Jello Biafra's voice is now a gravely rasp. It's probably that way from years of speaking engagements, years of punk rock wailing, and most recently from touring with his band, The Guantanamo School of Medicine.
"Starting your own band is often, especially in the punk underground, the first project somebody young has ever attempted on their own without it being a homework assignment or something you're ordered to do by your parents. So the D.I.Y. ethic is very very important," says Biafra whose label, Alternative Tentacles is one of the oldest indies around. This comes from a punk rocker who fronted San Francisco's legendary Dead Kennedys in 1978 when he was barely 20 years old. The singer has travelled a long road that included beating obscenity charges for artwork on an A.T. release from his own band.
Jello says running a label and following his own path as an artist has been a real challenge. "It's been a lot of hard work...The inspiration came early on when as a record collector and vinyl junkie I saw all of these great Bay Area and Southern California punk bands coming and going and not leaving albums behind. I thought if I ever got a label I'd at least be able to help out some of these people who work outside of the mainstream entertainment industry, including in this day and age, the corporate punk industry, and (help them) do really good stuff their way," says Biafra.

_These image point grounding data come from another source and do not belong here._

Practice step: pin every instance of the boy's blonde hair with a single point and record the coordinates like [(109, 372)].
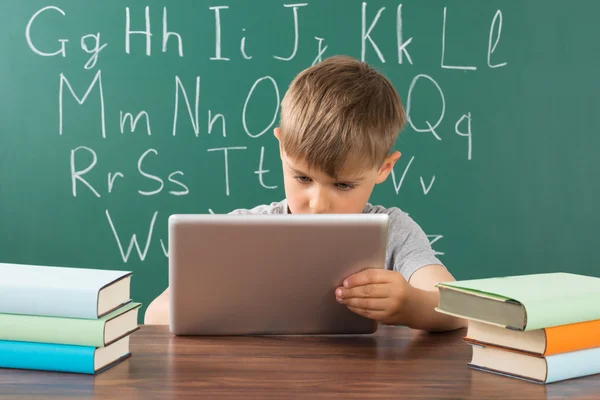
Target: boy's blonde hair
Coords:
[(340, 111)]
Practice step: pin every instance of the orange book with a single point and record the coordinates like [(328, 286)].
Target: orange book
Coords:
[(542, 342)]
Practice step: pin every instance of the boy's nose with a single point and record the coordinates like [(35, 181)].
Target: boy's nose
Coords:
[(319, 203)]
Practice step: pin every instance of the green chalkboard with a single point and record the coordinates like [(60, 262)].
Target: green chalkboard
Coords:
[(499, 162)]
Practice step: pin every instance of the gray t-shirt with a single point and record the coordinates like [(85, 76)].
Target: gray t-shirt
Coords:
[(408, 247)]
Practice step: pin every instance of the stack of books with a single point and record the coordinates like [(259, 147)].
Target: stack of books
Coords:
[(65, 319), (541, 327)]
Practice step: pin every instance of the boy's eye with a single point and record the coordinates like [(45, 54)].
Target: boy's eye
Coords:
[(345, 186), (303, 179)]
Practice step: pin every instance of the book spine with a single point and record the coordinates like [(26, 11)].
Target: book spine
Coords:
[(49, 301), (69, 331), (573, 365), (47, 357), (573, 337)]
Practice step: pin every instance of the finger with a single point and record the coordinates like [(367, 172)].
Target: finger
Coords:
[(371, 291), (368, 276), (376, 315), (367, 304)]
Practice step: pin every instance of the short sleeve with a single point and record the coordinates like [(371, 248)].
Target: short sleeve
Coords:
[(408, 246)]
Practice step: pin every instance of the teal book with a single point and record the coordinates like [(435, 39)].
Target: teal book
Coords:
[(62, 358), (539, 369), (523, 302), (76, 331)]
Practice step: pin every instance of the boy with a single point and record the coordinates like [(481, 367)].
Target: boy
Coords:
[(339, 121)]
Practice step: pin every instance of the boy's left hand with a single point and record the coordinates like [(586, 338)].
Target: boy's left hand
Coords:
[(375, 293)]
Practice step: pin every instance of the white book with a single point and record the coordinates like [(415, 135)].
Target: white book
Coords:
[(62, 291)]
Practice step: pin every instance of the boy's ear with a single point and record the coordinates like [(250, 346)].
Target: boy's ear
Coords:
[(387, 166)]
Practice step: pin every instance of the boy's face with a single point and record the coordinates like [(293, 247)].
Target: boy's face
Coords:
[(311, 191)]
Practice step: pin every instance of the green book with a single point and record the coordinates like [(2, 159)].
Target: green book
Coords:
[(523, 302), (72, 331)]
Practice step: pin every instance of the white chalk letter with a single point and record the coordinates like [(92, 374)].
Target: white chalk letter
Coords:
[(194, 116), (111, 180), (133, 122), (76, 175), (399, 185), (248, 99), (218, 33), (62, 51), (295, 10), (262, 171), (467, 116), (429, 127), (491, 49), (167, 35), (366, 34), (178, 183), (153, 177), (133, 241), (63, 80), (225, 149), (428, 188), (401, 44), (320, 51), (212, 120), (91, 63), (243, 47), (129, 32), (465, 68)]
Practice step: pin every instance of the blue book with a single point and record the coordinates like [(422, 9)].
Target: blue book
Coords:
[(535, 368), (62, 291), (62, 358)]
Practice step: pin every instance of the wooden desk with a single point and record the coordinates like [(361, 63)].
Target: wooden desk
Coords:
[(394, 363)]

Times have changed since the early days of punk. For those of us who are now old enough to have kids who come home from the shopping mall with punk hair, clothes, and the latest major label pop punk boy band mp3's, Jello contends his label still releases headier art. Says Biafra, " Now that punk can be considered accepted and normal, that doesn't mean those of us who like the nasty stuff should give up on punk all together. It just means supporting the people who are still really good at the styles you like or who are breaking the mold or trying to do something new." It would also seem he encourages new artists to push boundaries. "It's not like I'd ever tell somebody, 'your lyrics are too negative, or oh, that artwork is too controversial, or that doesn't sound normal enough to get skateboard endorsements,'" says Jello
Although the music industry and his label have taken a beating from the rise of Myspace, Itunes, and mp3s, Jello quips, "I think it's good that almost everything is available now. It's a very sharp contrast to the 70's when it was that only recent releases from major labels that were easily obtained. I can just imagine how horrible it would have been to go through the 70's if all you liked was rock-a-billy or something, you know, nothing was in print."
So three nights of Alternative Tentacle's brand of punk rock. Jello says this ought to be really good time.